The most surprising people keep turning up here :-)

On Sun, 24 Aug 2003 wpc dcs.gla.ac.uk wrote:

Quoting Stefan Merten <smerten oekonux.de>:
 > 
Since technology helps and encourages them, as the barriers to
prevent their free spread fall with the Internet, it is
necessary to invent legal barriers to create property and value
where it is not possible to establish them naturally.

On the German list some weeks ago Sabine stressed that all scarcity is
not naturally. Particularly today, where the productivity is as high
as never before this is true even for material goods. I'm sure at
least in the industrialized countries everyone could have a good
living if not money would prevent that.

There is a difference which is obscured by using the term scarcity.
All commodities require labour to produce or reproduce them. 
The labour required tends to be roughly proportional to the
market price of the commodities.

With information commodities however, the labour required to
produce them is significantly lower than their market prices
divided by the monetary equivalent of labour. The difference,
arises due to the goods selling above their value - a form of
absolute rent, to use an analogy with Marx's analysis of the
non-Ricardian form of ground rent.
 
Paul Cockshott

Oh, this is an argument we've been round here before.

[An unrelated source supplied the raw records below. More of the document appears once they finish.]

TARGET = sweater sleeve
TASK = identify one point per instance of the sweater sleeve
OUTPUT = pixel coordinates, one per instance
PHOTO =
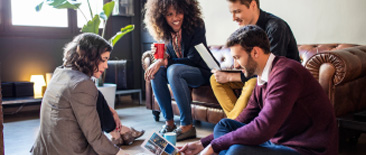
(84, 100)
(281, 93)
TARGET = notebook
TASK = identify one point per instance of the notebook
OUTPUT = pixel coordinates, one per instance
(210, 60)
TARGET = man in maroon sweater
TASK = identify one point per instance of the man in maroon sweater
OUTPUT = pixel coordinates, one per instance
(288, 112)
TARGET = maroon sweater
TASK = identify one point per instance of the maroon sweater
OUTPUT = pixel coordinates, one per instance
(291, 109)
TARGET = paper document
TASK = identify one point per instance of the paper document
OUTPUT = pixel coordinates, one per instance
(210, 60)
(158, 145)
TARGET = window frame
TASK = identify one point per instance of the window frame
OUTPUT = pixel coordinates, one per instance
(7, 29)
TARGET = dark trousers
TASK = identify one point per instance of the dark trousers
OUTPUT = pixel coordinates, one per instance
(105, 115)
(227, 125)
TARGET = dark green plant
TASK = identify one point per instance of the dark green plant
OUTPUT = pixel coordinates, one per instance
(93, 24)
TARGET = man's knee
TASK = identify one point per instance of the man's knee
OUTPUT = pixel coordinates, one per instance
(225, 122)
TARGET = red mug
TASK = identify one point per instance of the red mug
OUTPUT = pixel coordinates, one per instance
(160, 50)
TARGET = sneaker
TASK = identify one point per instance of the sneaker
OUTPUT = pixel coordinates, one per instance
(191, 133)
(167, 128)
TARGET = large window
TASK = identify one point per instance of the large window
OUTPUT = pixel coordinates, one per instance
(23, 13)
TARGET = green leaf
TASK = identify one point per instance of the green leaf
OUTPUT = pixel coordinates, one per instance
(108, 8)
(92, 25)
(39, 6)
(121, 33)
(103, 16)
(63, 4)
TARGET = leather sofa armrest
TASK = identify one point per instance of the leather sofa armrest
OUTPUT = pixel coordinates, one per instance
(348, 64)
(147, 59)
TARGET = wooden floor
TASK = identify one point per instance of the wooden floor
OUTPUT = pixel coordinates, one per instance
(20, 130)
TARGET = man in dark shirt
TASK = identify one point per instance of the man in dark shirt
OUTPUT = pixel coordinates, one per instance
(282, 43)
(288, 112)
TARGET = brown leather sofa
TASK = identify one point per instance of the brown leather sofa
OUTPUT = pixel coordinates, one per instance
(339, 68)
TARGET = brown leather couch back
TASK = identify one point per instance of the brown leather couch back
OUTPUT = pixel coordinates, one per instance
(206, 108)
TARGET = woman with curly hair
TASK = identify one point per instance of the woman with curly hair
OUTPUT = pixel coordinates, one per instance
(73, 112)
(179, 25)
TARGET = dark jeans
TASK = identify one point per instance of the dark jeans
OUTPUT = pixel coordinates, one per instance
(227, 125)
(105, 115)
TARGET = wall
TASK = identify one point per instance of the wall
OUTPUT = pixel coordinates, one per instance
(312, 21)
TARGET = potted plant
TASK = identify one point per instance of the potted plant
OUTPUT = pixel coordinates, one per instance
(92, 25)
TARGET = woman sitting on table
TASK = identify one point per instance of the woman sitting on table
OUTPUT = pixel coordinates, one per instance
(179, 25)
(73, 112)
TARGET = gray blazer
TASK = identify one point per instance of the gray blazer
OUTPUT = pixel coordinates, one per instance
(69, 119)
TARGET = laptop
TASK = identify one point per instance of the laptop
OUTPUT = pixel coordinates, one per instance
(210, 60)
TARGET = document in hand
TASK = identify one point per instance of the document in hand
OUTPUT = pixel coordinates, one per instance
(158, 145)
(210, 60)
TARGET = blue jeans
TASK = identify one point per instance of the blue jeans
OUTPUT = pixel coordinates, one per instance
(180, 77)
(227, 125)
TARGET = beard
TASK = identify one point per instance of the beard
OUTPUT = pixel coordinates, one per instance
(250, 67)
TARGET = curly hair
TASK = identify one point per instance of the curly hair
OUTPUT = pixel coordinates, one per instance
(155, 11)
(84, 52)
(245, 2)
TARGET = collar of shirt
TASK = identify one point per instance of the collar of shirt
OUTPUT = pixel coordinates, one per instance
(262, 20)
(267, 69)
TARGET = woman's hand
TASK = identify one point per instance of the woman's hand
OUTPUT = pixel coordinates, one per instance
(116, 119)
(208, 151)
(153, 68)
(221, 77)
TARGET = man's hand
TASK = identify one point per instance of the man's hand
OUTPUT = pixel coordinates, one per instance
(116, 119)
(192, 148)
(225, 77)
(208, 151)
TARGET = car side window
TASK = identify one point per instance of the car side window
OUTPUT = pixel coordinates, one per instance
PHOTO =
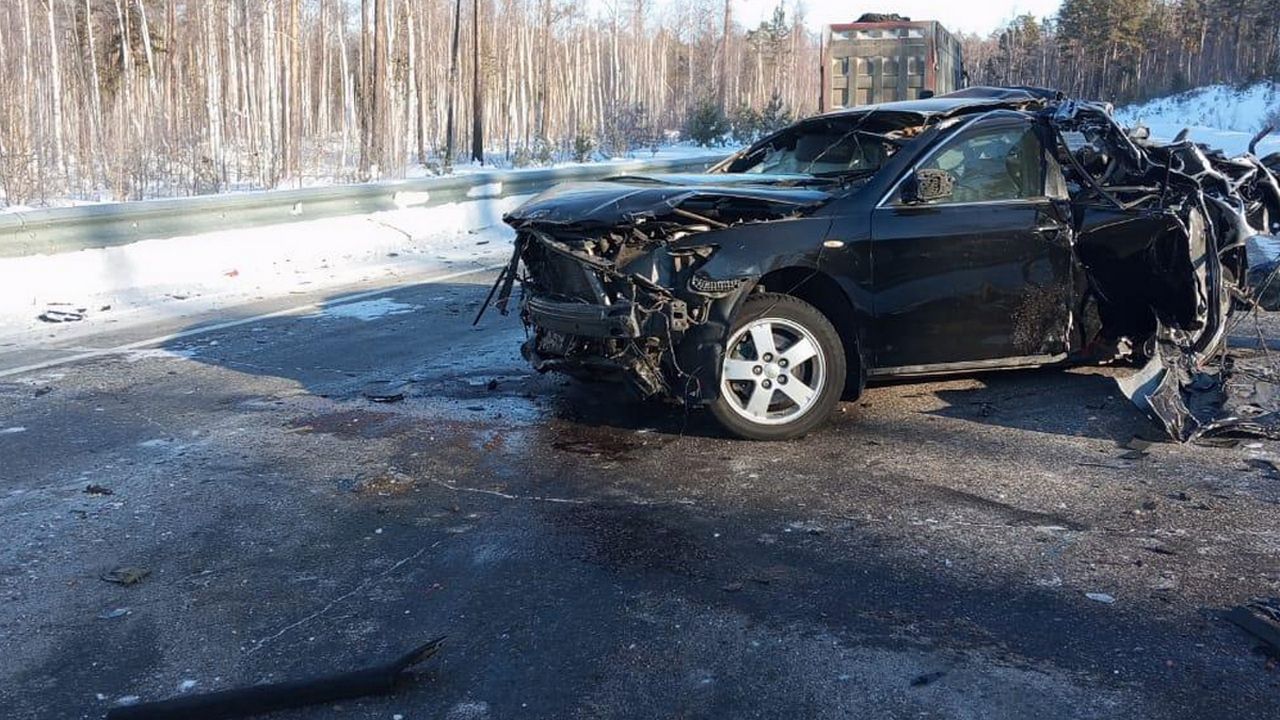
(991, 164)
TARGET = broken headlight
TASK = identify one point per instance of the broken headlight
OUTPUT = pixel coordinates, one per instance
(704, 285)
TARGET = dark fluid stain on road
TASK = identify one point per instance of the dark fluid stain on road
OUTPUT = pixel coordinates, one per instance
(627, 538)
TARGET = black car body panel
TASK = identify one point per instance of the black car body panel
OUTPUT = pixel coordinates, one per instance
(1054, 237)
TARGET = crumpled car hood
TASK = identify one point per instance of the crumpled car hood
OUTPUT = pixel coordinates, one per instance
(629, 197)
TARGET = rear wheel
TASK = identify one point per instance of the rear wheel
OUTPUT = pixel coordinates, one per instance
(784, 369)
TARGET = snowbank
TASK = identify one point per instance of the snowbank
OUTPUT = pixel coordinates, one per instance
(1219, 115)
(190, 276)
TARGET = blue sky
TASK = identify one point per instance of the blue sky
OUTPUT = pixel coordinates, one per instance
(958, 16)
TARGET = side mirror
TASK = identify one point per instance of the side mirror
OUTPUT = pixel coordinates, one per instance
(1139, 132)
(928, 186)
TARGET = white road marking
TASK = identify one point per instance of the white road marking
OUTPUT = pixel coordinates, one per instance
(298, 310)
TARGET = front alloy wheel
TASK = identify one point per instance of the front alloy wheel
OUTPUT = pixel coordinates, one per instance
(782, 372)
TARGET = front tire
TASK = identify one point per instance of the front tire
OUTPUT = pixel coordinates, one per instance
(782, 372)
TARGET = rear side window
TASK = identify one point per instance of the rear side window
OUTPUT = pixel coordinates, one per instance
(992, 164)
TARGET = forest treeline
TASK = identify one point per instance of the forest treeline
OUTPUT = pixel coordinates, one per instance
(131, 99)
(144, 98)
(1128, 50)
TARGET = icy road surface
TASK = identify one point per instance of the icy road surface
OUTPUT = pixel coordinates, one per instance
(929, 555)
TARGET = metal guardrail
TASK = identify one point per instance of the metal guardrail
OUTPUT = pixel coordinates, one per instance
(67, 229)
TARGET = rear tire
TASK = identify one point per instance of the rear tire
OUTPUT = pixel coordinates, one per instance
(784, 369)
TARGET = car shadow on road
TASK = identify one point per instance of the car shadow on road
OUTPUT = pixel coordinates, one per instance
(1082, 402)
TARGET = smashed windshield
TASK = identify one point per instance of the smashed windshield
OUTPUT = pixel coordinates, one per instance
(824, 146)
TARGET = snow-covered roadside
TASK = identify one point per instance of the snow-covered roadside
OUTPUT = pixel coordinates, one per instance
(149, 281)
(315, 178)
(1219, 115)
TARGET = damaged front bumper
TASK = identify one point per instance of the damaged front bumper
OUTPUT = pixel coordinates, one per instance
(594, 322)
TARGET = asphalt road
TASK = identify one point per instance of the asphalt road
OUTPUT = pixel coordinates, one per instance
(928, 555)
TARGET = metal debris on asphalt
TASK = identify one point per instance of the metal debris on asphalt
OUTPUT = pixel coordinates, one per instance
(126, 575)
(261, 698)
(1261, 619)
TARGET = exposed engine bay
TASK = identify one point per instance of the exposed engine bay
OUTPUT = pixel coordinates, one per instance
(1170, 245)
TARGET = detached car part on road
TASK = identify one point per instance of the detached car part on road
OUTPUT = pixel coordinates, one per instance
(982, 229)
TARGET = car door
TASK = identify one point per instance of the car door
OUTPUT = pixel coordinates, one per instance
(981, 276)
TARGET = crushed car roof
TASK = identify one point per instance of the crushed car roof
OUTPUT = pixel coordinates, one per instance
(955, 103)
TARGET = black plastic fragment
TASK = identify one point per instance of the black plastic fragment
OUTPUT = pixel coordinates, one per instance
(256, 700)
(1261, 620)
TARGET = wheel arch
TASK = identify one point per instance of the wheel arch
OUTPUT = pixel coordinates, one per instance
(828, 297)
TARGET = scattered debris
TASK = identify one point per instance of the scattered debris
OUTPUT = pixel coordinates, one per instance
(62, 315)
(1269, 468)
(1137, 449)
(380, 483)
(126, 575)
(1261, 619)
(261, 698)
(919, 680)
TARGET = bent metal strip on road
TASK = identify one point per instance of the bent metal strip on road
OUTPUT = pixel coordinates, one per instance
(215, 327)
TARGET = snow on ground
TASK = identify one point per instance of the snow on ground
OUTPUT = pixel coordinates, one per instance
(191, 276)
(321, 177)
(1219, 115)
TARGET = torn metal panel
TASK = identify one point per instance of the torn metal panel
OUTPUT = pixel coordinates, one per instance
(263, 698)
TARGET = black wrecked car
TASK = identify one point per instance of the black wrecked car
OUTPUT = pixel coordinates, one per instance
(982, 229)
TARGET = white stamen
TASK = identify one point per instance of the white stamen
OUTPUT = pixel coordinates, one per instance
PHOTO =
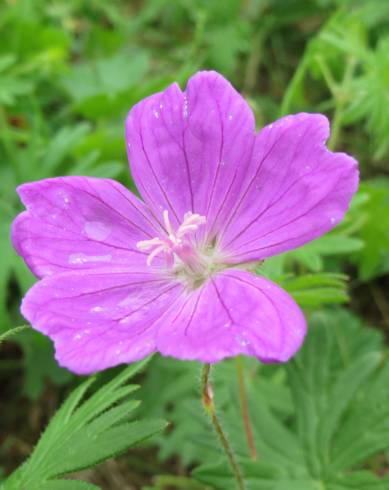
(173, 239)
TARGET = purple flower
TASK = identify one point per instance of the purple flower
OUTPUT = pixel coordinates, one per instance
(123, 277)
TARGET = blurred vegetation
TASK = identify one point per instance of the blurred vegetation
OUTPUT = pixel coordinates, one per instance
(69, 72)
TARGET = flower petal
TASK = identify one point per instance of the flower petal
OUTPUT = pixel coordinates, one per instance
(80, 223)
(99, 318)
(189, 151)
(235, 312)
(295, 191)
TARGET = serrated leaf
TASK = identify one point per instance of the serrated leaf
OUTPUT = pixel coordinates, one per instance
(81, 435)
(65, 485)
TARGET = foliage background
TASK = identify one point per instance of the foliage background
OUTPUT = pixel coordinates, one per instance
(69, 72)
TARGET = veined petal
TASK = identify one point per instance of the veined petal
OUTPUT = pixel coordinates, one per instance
(235, 312)
(80, 223)
(189, 150)
(100, 318)
(295, 191)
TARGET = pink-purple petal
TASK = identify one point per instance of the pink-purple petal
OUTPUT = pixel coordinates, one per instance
(100, 318)
(235, 312)
(189, 150)
(296, 190)
(76, 223)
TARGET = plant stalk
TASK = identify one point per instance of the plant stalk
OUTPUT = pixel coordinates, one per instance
(208, 404)
(245, 410)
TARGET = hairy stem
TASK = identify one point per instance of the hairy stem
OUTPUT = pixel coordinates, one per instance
(245, 409)
(207, 400)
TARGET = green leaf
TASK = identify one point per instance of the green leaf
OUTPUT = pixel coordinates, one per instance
(65, 485)
(313, 290)
(81, 435)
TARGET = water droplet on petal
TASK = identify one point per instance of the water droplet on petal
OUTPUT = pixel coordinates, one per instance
(97, 309)
(96, 230)
(80, 258)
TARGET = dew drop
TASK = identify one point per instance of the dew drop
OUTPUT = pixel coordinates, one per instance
(96, 230)
(185, 109)
(80, 258)
(97, 309)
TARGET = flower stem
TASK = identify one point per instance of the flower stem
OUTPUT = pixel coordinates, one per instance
(245, 409)
(207, 400)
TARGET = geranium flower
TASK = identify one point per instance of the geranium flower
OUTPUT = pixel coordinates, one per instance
(123, 277)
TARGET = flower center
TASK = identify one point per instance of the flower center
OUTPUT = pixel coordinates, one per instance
(177, 247)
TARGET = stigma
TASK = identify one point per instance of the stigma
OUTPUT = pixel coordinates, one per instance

Now I have a new
victim I'll have another go ;-)

I think there is a valid argument that software has no value at all
(on this list, Stefan Meretz has previously taken the same position you
state above, which also seems to be the standard position on ope-l;
Andre' Gorz's new book seems to agree with me, and I'm told some of the
Krisis group may as well, though I haven't read any of them).

From a Marxian point of view, as far as I am aware Marx never discussed
design costs or other non-recurrent costs as explicitly adding value to
products; and all his arguments in the Grundrisse on the role of
scientific inputs to production seem to point the other way, as being
incompatible with measurement by labour time, and hence with value. This
is the argument followed by Gorz, L'Immateriel, to say (p.34): "The
heterogeneity of the so-called 'cognitive' work activities, of the
immaterial products they create, and of the capabilities and know-hows
they imply, make the value of both the labour power and the products
themselves non-measurable".
  
From a non-marxian point of view there are the recent arguments of Boldrin
and Levine (www.dklevine.com) that software development costs are not
fixed but sunk costs. I don't understand enough marginalist economics to
follow all their argument, but one of their conclusions is that the
justification of copyright and patent law as necessary to recoup initial
costs is pure propaganda based on the mistaken assignment of programming
and related costs to recurrent fixed costs rather than sunk costs. On the
other hand they then say that the marginal costs of programs etc is not
zero, only close to zero, and it is the small marginal cost that needs to
be recouped, not the sunk cost. Translating this back into marxist terms,
a program has no more value than a theorem, but a CD of software has
some small value based on the labour needed to create it. 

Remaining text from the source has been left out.